Preparing the ground
reflections on the almost newly born
We have a grandchild on the way. New life for the newly born. New phase of life for us and for the community that will support him. We are looking forward to all that this will entail.
I find myself looking back as well, to when our daughter was born in 1994–and those early years. I remember the Siege of Sarajevo by Bosnian Serb forces was in its second year. The first Information Superhighway Summit was held in Washington, D.C. at which government officials, industry leaders, and academics discussed the future of the internet. The Dow had yet to top 4,000.
But all of that was background noise. At Columbia Hospital for Women in Washington DC there was a new person, yet unnamed, who invited all our attention. When she wasn’t nursing or sleeping, her darting eyes were scanning the new world with what seemed like focus and deliberation. Hours into life she was already collecting data.
When it was time to take our baby home, the checkout nurse stopped by the room. She had a brusque but efficient bearing. She was filling in a form on a clipboard, and asked for the baby’s name. We had contenders, but hadn’t settled on one.
“You don’t have a name? You need one before you leave here. If you don’t, you’re going to have to visit the DC vital records office. The long lines, the bureaucracy, they take up time you never get back. You don’t want to deal with the DC vital records office. I’ll be back in ten minutes.”
We took out our short list of names and were able, in a matter of minutes, to take home Molly Graham Hickman.
Bureaucracy would come up again at the time of baptism. We thought it would be fitting to make a pilgrimage to Wilmington, Delaware, and have Molly christened at our old Episcopal church.

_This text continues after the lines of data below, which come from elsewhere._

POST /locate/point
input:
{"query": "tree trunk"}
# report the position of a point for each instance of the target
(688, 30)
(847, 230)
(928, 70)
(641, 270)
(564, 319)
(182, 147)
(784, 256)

I recently came across this letter from my mother, which recounts her effort to scope out a venue. Here she is writing to the Reverend William Lane at Christ Church:
Dear Bill Lane:
The clergy have always seemed fond of the concept of joy; therefore, I thought I’d report that I saw some of it a couple of weeks ago on the faces of my family when my son’s baby was baptized at the Cathedral Church of St. John.
In offering early on to scope out the Wilmington churches for this Washington, D.C. branch, my first call was to you since Christ Church is where I’ve been trying to find my way back to the denomination. You told me about the necessity for current parish membership as a prerequisite for baptism.
Ditto, my call to St. Andrew’s in which “vineyard” I’d worked the kitchen, the choir stalls, the classroom, the board room and the lectern. Hardly someone who had just wandered in from the street - although, come to think of it, that might have been an advantage in that particular church.
Moving on to the Cathedral [Church of St. John]. Canon Kerr agreed immediately to the christening and I was mightily relieved not only because I could report good news to my family but also because I was spared a perhaps terminal case of rancor over the church that preaches individualized ministry and inclusion and then gets its feet tangled in frivolous legalities. As a clergy friend parodies: “Like a mighty glacier/Moves the church of God.”
All this said, I do like that grand old parish of yours out there where many of my oldest friends are pillars - and I intend to darken its doors now and then!
Sincerely,
Janet Hickman
I am sure our family will not confront any ecclesiastical hindrances this time around. And as for the name, a front runner was selected months ago by the mother-to-be. (It was her boss’s Sufi grandmother, whom Molly met in Istanbul, who first predicted it was a boy, and went so far as to assign him the name Aziz. With all due respect, Molly has since made other plans.)
We are making the world ready for him, and he is suitably preparing himself for his excursion into this world. He will be lovingly received, attended by every blessing.
There is an incipient garden plot in our back yard, maybe ten by twenty feet, demarcated by landscape timber. Over the years it has hosted onions, tomatoes, green beans and such. It has been fallow and I had no plans for its use. Yet there I was recently, garden spade in hand, turning over and over rich shovelfuls and busting them up. Where we came from, up north, the ground was compact and rocky, and what soil strata existed was thin. This land holds more promise.
I will start small, maybe a few rows of wildflowers. Something new in the furrows to echo the new delivery of life upon which our love and attention will come to focus.